I pose these questions because I don’t know the truth. I just know what I see. I admit the topic is ethereal. It’s difficult to draw hard lines between these concepts and our personal choices. When discussing these ideas with fellow retirees, most steer the conversation to the joy of having no obligations, just like we’ve been taught about retirement. Some resent the idea that our children may expect material assistance from us, their elders. It’s as if we are trying to be the first generation in the history of humanity to abandon the obligations that the old owe to the young, and that the living owe to the future.
Wisdom is not denominated in dollars. Accountants, economists, and financial advisors are the wrong people to describe our options. The future will come, and there will be people in it.
We should care about them. Those people can’t make a claim or quantify their needs. We, the elders, know instinctively that there are things we should do for which the benefits are incalculable. It is ours to anticipate, however inexactly, and equip them the best we know how. Liberal governance, reliable institutions, and a peaceful world would be great. But we seem to lack the seriousness to think about this deeply in our social discourse.
The wise and faithful among us accept a calling, as imperfect as we are, to honor our elders and to set a good table for our heirs. It’s weird. There’s no way to measure the benefit, and we have no upside in doing so. Yet we know both literally and figuratively, we should still plant trees.
Planting trees is always a good idea, and creating more to give is undoubtedly positive.
Your common sense writing is spot-on; we owe them everything for their selfless sacrifice.
And leaving this world a better place for ours and others is still why I am here, of this I am sure.

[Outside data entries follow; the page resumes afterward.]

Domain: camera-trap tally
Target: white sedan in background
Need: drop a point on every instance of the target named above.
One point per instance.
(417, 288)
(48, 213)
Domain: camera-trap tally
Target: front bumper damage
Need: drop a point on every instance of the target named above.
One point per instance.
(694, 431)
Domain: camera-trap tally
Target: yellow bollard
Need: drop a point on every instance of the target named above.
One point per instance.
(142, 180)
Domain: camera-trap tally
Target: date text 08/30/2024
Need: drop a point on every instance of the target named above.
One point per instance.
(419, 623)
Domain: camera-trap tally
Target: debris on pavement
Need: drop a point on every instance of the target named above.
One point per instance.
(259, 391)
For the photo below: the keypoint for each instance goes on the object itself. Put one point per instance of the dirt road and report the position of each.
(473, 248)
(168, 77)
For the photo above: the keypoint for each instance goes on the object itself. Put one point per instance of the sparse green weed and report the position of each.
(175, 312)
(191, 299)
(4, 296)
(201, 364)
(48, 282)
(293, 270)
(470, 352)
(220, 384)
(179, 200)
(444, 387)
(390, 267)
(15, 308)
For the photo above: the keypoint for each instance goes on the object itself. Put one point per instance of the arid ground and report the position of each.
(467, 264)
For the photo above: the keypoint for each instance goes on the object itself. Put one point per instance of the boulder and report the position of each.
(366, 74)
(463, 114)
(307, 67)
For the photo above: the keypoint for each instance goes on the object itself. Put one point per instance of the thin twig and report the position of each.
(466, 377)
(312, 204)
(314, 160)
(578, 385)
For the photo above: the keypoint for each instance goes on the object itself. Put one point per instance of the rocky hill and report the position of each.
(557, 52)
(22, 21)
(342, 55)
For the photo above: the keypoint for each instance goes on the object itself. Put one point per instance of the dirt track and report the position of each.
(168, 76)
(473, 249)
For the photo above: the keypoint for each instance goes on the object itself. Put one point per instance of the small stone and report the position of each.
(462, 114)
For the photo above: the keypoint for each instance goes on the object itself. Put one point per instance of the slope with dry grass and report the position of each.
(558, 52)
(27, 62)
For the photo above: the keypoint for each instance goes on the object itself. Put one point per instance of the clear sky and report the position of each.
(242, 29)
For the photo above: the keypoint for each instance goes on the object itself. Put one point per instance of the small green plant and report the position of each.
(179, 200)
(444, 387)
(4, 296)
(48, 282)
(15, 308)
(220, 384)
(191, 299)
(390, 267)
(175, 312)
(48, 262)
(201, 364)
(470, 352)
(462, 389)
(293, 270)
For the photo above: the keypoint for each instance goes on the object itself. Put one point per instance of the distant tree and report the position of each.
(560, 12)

The primal contract of the eternal society is between the dead; the living; and the unborn. When and how did we forget this? "Liberal" governance is why we don't have reliable institutions; and we have more peace now than we did in the past. "Liberal" thinking is always to the totalitarian and always to magnifying fault as it diminishes. "Greatest Generation"? When I look at where the frontier of freedom was in 1940 as opposed to 1950, I don't get that vibe; and outside the Iron and Bamboo Curtains there was a great penchant for supporting dictators and genocidal regimes. I tend to seeing "Don't think about tomorrow, or of leaving a legacy" as a tendenz from before the Great War. And so here we are.